Первый долг человека — правдоискательство. В этом науки, протестантизм да и пантеизм находят общую почву. Действовать, исходя из ложной теории, значит не считаться с законами природы и навлечь на себя неизбежную кару. Казалось бы, разговор идет о практике. Но не только в практике дело. Мыслить, выдавая желаемое за действительное, пребывать в утешительном заблуждении, когда видишь, что досягаема научная истина, — значит осквернять и самого себя, и вселенную. Но священны сомнение и неведение, когда в основе их твердая решимость не верить ни во что, кроме правды.
Объяснив, что он стал агностиком, прочитав сочинение Гамильтона о необусловленном, Гексли возвращается к предмету спора:
«Наука… учит меня проявлять сугубую осторожность в суждениях, которые сами собой напрашиваются из моих заранее сложившихся представлений, и требовать для подобных взглядов более убедительных доказательств, чем для тех, к которым я был заведомо не расположен.
Моя обязанность в том, чтобы приводить свои соображения в соответствие с фактами, а не пытаться подогнать факты под свои соображения.

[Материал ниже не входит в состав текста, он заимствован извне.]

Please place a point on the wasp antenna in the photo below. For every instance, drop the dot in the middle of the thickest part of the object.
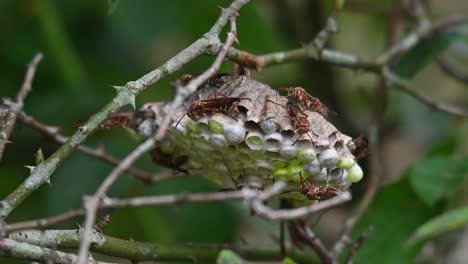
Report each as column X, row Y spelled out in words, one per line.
column 180, row 119
column 298, row 137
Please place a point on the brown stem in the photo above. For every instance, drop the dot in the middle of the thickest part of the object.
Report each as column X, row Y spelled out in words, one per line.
column 15, row 108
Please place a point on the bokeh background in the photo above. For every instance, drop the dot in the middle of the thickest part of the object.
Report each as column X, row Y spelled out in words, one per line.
column 87, row 49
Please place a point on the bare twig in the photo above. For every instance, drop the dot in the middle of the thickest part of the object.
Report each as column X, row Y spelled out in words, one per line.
column 185, row 91
column 27, row 251
column 54, row 134
column 392, row 78
column 136, row 251
column 125, row 96
column 44, row 222
column 289, row 214
column 16, row 107
column 92, row 203
column 357, row 245
column 453, row 70
column 172, row 199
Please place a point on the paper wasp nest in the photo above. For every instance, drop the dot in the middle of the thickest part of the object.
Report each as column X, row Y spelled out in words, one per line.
column 246, row 136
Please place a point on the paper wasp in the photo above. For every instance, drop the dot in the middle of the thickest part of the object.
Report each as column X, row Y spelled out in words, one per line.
column 299, row 94
column 208, row 107
column 313, row 192
column 298, row 118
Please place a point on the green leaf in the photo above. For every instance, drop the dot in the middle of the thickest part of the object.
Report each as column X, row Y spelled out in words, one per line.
column 441, row 224
column 429, row 49
column 112, row 6
column 437, row 178
column 229, row 257
column 395, row 213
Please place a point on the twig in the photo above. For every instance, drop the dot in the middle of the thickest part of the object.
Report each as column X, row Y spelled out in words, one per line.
column 392, row 78
column 92, row 203
column 453, row 70
column 99, row 153
column 309, row 51
column 185, row 91
column 27, row 251
column 125, row 96
column 375, row 169
column 289, row 214
column 181, row 96
column 16, row 107
column 307, row 235
column 140, row 251
column 357, row 245
column 44, row 222
column 110, row 203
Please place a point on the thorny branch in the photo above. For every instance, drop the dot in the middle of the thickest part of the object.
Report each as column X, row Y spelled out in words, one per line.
column 130, row 249
column 125, row 96
column 54, row 134
column 211, row 45
column 182, row 94
column 427, row 100
column 15, row 108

Наука, как мне представляется, самым наглядным и убедительным образом учит нас великой истине, заключенной также и в христианском понятии о полном подчинении воле господней. Взгляните на факт свежими глазами, как малое дитя, будьте готовы отказаться от всех предвзятых представлений, смиренно следуйте за природой, в какие бы бездны она вас ни завела, иначе вы не познаете ничего. Я изведал довольство и душевный покой с того лишь времени, как решился любой ценой поступать именно так».
Смирение в умственной деятельности по сути своей не отличается от религиозного. Изначальная тайна подступает к самым границам известного. Поиск и открытие становятся, таким образом, религиозным послушничеством. Химик за своим рабочим столом — это жрец у алтаря. Гексли возмущенно отрицает, что для житейской нравственности или для нравственного управления миром необходима «система наград и наказаний в будущей жизни».